Racontez-nous votre histoire : vous êtes né à Orléans ?
Oui et j’y suis resté jusqu’à la fin de ma maîtrise, puis j’ai fait un an à Grenoble, je suis revenu à Orléans où j’ai fait un service civil, puis j’ai été recruté par une boîte dans les études économiques d’urbanisme à Orléans, j’y suis resté un an et puis ma petite amie de l’époque, qui est mon épouse aujourd’hui, faisait ses études à Paris, c’était l’époque des démarrages forts autour des activités de la SAP (outil RH), c’est comma ça que j’ai été recruté en 1998 à Paris.

« Changer les habitudes, ce n’est pas évident »

Avec le co-actionnaire de l’USO et co-fondateur de HR Path, François Boulet.

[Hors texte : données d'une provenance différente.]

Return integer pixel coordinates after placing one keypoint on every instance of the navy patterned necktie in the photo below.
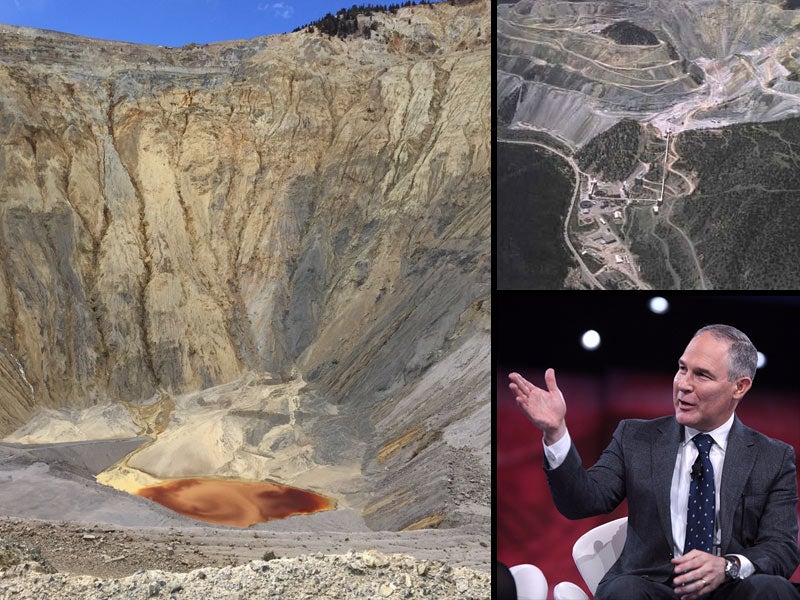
(700, 518)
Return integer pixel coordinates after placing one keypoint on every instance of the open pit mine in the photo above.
(648, 144)
(250, 280)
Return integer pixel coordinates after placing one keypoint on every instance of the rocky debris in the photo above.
(367, 574)
(99, 551)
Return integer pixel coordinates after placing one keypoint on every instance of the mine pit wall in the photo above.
(173, 218)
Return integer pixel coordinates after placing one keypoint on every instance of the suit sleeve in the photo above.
(774, 550)
(579, 492)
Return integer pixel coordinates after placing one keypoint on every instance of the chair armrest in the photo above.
(530, 581)
(568, 591)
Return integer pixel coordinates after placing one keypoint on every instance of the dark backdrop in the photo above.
(629, 376)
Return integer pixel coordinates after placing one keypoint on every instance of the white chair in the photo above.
(594, 553)
(530, 581)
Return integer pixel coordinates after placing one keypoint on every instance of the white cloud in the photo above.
(279, 9)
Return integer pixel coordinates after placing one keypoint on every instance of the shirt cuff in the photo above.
(557, 453)
(746, 568)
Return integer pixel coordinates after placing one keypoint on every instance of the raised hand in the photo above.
(545, 408)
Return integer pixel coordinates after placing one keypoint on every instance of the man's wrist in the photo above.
(733, 566)
(555, 436)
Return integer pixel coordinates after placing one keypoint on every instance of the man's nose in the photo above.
(684, 382)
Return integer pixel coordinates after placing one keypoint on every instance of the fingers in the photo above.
(697, 573)
(550, 380)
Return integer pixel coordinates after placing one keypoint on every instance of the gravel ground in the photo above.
(353, 575)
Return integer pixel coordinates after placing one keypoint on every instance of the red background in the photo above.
(529, 528)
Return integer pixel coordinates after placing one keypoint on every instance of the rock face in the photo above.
(283, 211)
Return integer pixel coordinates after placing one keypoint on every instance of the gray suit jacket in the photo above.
(758, 502)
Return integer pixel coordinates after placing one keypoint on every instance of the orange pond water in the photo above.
(234, 502)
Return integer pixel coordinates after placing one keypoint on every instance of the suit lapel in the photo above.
(739, 461)
(665, 452)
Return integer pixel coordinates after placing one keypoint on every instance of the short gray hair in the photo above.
(742, 355)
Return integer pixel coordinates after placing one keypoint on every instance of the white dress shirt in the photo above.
(681, 478)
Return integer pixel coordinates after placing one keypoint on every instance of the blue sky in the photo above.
(170, 22)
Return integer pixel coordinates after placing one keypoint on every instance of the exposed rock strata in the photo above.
(284, 211)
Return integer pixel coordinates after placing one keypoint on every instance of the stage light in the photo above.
(659, 305)
(590, 340)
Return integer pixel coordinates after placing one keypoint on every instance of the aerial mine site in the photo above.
(245, 313)
(648, 144)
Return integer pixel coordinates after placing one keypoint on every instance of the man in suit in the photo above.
(712, 504)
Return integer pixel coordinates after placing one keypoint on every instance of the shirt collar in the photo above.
(719, 435)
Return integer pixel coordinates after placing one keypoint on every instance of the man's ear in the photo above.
(742, 385)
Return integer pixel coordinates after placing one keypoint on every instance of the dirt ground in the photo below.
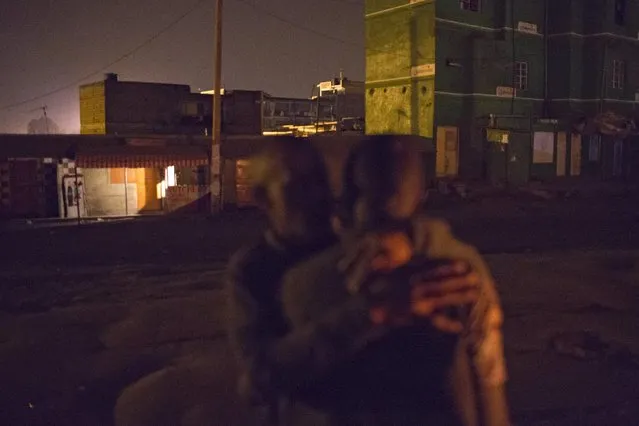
(124, 322)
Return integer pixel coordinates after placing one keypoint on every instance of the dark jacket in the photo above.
(414, 371)
(275, 359)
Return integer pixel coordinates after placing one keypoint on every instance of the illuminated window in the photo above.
(618, 74)
(620, 12)
(471, 5)
(521, 75)
(116, 175)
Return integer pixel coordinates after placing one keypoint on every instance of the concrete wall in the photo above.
(400, 36)
(104, 198)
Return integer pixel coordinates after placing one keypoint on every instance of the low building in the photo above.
(76, 176)
(115, 107)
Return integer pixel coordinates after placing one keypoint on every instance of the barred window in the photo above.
(472, 5)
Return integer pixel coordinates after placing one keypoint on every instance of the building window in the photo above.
(618, 74)
(620, 12)
(472, 5)
(594, 148)
(116, 175)
(521, 75)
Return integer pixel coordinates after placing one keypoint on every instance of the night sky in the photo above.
(47, 44)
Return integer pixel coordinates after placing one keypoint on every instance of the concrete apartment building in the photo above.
(508, 90)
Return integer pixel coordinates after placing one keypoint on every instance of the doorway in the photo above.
(447, 162)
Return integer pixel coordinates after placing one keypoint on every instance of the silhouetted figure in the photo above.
(434, 366)
(291, 185)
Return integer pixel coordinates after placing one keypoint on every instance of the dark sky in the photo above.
(48, 44)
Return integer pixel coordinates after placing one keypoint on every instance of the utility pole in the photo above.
(46, 119)
(216, 159)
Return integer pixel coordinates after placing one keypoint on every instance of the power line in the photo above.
(127, 55)
(340, 40)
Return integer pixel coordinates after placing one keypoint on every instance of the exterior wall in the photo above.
(104, 198)
(27, 188)
(143, 108)
(474, 54)
(93, 109)
(400, 61)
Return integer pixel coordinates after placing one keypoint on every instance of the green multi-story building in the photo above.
(506, 89)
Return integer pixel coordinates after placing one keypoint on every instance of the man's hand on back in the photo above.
(434, 293)
(438, 296)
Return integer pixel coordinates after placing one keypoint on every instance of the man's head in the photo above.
(290, 183)
(383, 182)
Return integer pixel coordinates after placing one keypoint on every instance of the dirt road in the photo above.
(130, 316)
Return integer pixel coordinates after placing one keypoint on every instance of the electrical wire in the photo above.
(126, 55)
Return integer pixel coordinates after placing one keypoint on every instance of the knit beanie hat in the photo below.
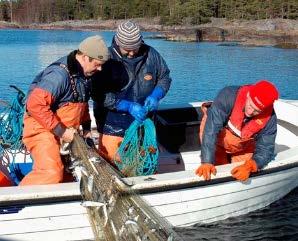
(263, 94)
(128, 36)
(95, 47)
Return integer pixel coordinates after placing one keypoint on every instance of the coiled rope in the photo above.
(11, 122)
(11, 128)
(138, 151)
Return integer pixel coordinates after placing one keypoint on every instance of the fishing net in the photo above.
(11, 129)
(138, 151)
(115, 211)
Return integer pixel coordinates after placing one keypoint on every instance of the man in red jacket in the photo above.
(57, 105)
(241, 125)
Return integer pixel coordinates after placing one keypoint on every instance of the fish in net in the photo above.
(115, 211)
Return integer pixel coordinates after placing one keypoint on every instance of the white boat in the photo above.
(179, 195)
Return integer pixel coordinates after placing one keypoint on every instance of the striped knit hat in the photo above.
(128, 36)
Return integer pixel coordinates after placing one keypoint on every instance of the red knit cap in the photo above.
(263, 94)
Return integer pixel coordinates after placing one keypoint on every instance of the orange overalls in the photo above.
(229, 146)
(44, 146)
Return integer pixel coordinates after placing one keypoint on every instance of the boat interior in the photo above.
(177, 132)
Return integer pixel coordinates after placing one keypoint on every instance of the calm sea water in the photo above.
(198, 70)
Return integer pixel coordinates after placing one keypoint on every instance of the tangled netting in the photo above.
(138, 151)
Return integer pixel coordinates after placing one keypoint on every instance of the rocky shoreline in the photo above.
(271, 32)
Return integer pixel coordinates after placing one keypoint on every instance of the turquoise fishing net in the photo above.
(138, 151)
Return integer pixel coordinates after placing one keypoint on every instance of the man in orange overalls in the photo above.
(240, 125)
(57, 105)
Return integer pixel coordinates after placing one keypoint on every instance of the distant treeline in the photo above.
(169, 11)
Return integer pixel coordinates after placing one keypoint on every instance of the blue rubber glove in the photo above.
(133, 108)
(151, 102)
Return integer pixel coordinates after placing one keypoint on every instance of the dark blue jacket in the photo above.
(126, 79)
(218, 116)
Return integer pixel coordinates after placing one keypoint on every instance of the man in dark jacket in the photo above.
(133, 82)
(241, 125)
(57, 105)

Succéder à Philippe Boutron, qui a marqué le club pendant près de 15 ans, c’est difficile ?
Difficile, pas tant que ça. Philippe m’a proposé de m’accompagner, mais ne s’immisce pas. Il vient très régulièrement aux matchs, d’ailleurs, il est mon invité permanent au stade de la Source, il le sait. Vous savez, j’ai un immense respect pour tout ce qu’il a fait. Le fait qu’il ait choisi mon offre, qu’elle soit prioritaire, que je sois Français, Orléanais… Cela a facilité les choses. La seule difficulté, mais elle est humaine, ce sont les habitudes : parce qu’il y a au club des personnes en place depuis 30 ans ou 40 ans, et changer les habitudes, ce n’est pas évident, mais ça, c’est valable partout. Les Français y sont réfractaires. Il faut y aller petit à petit, je ne suis pas un bulldozer. J’ai un super DG (Reynald Berghe, directeur général), mais il faut améliorer, professionnaliser, donner des moyens humains et financiers. Quand je suis arrivé, j’ai rencontré les plus gros partenaires. Il y en a un, qui s’appelle « partnaire » justement (Agence d’intérim Partnaire, un des principaux sponsors et partenaire maillot), qui n’a pas continué, mais ce n’était pas contre moi, c’est juste qu’il était là par amitié pour Philippe, d’ailleurs je savais qu’il allait stopper son engagement quand j’ai signé le rachat de l’USO. Sinon, j’ai été plutôt bien accueilli. Après, on est dans le foot, donc je sais très bien que, quand cela ne va pas bien, c’est l’entraîneur et le président qui trinquent. Là, les résultats sportifs sont positifs, les gens sentent qu’il y a un dynamisme et une volonté de changement, d’aller vers le haut, de dépoussiérer, de ne pas rester dans une routine sur un certain nombre de sujets.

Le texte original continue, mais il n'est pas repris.